In order to steer the device 100, one or more of the cylinders may be activated in order to displace the bar 204 from the equilibrium position determined by the spring 205. The cylinders 301 may be able to displace the bar 204 in any position. In FIG. 3, for example, the top cylinder 301 has been activated and displaced the bar 204 from its spring determined equilibrium position determined by the intersection of the two lines X and Y. Thereby, the straight line between the first part 202 and the second part 203 of the two-piece bar is changed e.g. to 135 degrees+/−1 degree whereby the device 100 longitudinal axis is bend around the ball joint 201.

If the three cylinders are hydraulic, then the spring 205 may be replaced by springs in the cylinders such that when the cylinders are un-activated, the spring forces of the springs in the cylinders are of such a magnitude as to keep the device 100 i.e. the first part 202 and the second part 203 of the two-piece bar, in a straight line. The springs are located in the cylinders pushing on the pistons e.g. between the pistons 303 and the bar 204.

In an embodiment, the springs between the pistons 303 and the bar 204 may be push springs.

The bar 204 and the ball joint 201 may be hollow such as to, for example, allow passage of an electric wire from the first part 101 to the third part 103 via the two-piece bar and the ball-joint 201 and the bar 204. Additionally, the bar 204 and the ball joint 201 may allow passage of a tube e.g. a high pressure tube.

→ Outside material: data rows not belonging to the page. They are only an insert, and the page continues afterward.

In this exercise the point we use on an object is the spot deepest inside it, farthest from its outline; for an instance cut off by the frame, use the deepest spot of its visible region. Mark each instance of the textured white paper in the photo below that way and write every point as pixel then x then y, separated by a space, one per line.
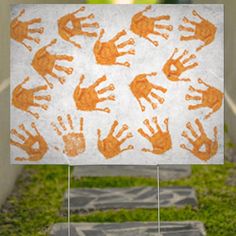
pixel 125 108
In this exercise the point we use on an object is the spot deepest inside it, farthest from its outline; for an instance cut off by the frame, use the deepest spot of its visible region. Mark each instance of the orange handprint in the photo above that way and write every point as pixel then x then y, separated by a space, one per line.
pixel 106 53
pixel 20 30
pixel 44 63
pixel 211 98
pixel 204 31
pixel 86 99
pixel 200 141
pixel 74 142
pixel 23 98
pixel 173 68
pixel 142 88
pixel 29 143
pixel 67 32
pixel 160 140
pixel 143 25
pixel 110 146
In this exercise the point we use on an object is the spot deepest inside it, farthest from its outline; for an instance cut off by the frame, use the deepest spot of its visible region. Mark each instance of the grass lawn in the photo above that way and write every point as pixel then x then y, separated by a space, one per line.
pixel 36 201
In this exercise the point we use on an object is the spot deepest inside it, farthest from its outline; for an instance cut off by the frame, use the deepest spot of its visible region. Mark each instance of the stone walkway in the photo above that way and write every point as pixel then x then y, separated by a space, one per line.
pixel 190 228
pixel 91 199
pixel 167 172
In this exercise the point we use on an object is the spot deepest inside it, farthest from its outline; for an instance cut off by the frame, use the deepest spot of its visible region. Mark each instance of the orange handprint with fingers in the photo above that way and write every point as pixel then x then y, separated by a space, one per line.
pixel 20 30
pixel 204 30
pixel 200 141
pixel 160 140
pixel 211 98
pixel 44 63
pixel 111 145
pixel 106 53
pixel 142 88
pixel 86 99
pixel 78 26
pixel 28 144
pixel 74 142
pixel 24 99
pixel 143 26
pixel 174 68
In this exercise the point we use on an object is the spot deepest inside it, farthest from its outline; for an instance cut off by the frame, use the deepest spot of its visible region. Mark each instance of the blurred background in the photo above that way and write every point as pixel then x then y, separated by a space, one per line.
pixel 32 189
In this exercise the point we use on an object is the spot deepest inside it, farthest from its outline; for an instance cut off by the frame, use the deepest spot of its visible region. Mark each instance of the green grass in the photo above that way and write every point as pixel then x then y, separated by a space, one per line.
pixel 36 201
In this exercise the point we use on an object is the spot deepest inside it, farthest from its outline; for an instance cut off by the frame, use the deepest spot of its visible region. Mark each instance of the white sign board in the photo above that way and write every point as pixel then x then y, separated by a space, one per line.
pixel 117 84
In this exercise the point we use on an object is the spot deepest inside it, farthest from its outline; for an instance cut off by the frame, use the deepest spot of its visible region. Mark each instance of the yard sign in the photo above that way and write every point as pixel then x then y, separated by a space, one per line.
pixel 117 84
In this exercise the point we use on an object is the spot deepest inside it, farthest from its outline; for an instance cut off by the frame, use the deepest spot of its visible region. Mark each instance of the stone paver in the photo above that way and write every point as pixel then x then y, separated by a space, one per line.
pixel 167 172
pixel 90 199
pixel 191 228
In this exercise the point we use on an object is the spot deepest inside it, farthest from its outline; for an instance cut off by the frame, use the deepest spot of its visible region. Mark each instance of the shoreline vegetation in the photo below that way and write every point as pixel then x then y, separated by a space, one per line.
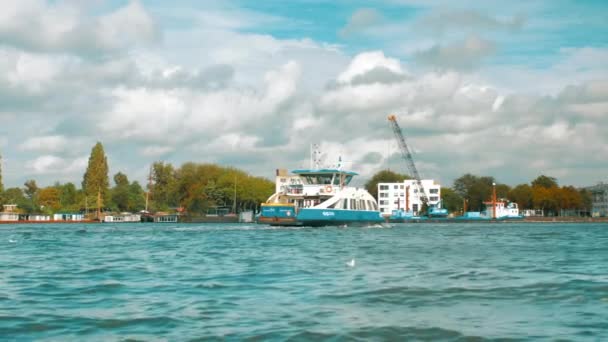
pixel 196 189
pixel 190 189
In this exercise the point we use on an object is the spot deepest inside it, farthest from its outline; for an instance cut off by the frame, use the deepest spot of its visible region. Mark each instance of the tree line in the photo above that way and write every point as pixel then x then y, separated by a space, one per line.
pixel 193 188
pixel 543 193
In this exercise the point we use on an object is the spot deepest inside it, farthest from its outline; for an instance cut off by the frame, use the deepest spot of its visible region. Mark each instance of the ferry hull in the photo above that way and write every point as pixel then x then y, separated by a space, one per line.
pixel 317 217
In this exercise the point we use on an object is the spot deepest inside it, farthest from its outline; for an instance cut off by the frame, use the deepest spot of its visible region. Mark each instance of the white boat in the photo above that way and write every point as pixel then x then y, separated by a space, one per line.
pixel 318 197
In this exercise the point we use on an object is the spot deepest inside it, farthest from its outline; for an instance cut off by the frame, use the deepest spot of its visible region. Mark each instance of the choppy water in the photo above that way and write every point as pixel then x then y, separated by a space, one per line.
pixel 184 282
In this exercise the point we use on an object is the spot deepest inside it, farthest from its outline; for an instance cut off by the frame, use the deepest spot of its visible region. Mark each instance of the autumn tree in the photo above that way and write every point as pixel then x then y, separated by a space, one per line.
pixel 522 195
pixel 163 181
pixel 451 200
pixel 16 196
pixel 384 176
pixel 31 190
pixel 1 185
pixel 96 176
pixel 120 192
pixel 137 197
pixel 545 182
pixel 68 195
pixel 49 199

Thus, the device 100 may be steered by controlling the cylinders 301 and thereby the fishing-neck of the device 100.

In an embodiment, the high pressure cylinder 407 of FIG. 14 may be in fluid communication with the three hydraulic cylinders of FIG. 2 e.g. via high pressure tubes and respective valves and chokes (to provide more accuracy to the fluid flow by limiting the volume per unit time). Thereby, the three hydraulic cylinders 301 may be powered by the high pressure cylinder 407. The amount of second fluid transferred from the high pressure cylinder 407 to the cylinders 301 may be controlled by the PLC 180 via the control signal by controlling the valves.

In the above and below, the second fluid contained in the high-pressure cylinder 407 may be chosen from the group of fluids which are known for their expansion when the pressure drops. The most effective fluids are therefore gaseous. For example Nitrogen or Helium or hydrocarbon gas or CO2 could be used as the second fluid with which the cylinder 407 is filled.

In an alternative embodiment, the three cylinders may be mechanical cylinders being controlled and driven by motors.

The third part may additionally comprise a valve controller 106 for controlling a number of valves as disclosed below.

The device 100 may further comprise a flexible member 119. For example, the flexible member may comprise arms 110 made of titanium and a texture 111 made of aramid. The flexible member 119 may have a semi-spherical shape as indicated in FIG. 11 and the device 100 may, for example, be able to adjust the maximal outer diameter of the semi-spherical shape between for example 3.5 inch (88.9 mm) and 8.5 inch (215.9 mm). The outer diameter is limited by the fact that the flexible member cannot expand further than the mentioned 8.5 inch because the flexible member has reached its maximum outer diameter. In a tubular channel with an inner diameter of below 8.5 inch, the outer diameter of the flexible member may be determined by the inner diameter of the tubular channel. Thereby, the device is able to run through tubing and thus, the top completion of a well does not have to be removed (pulled of) in order to run the device into the well.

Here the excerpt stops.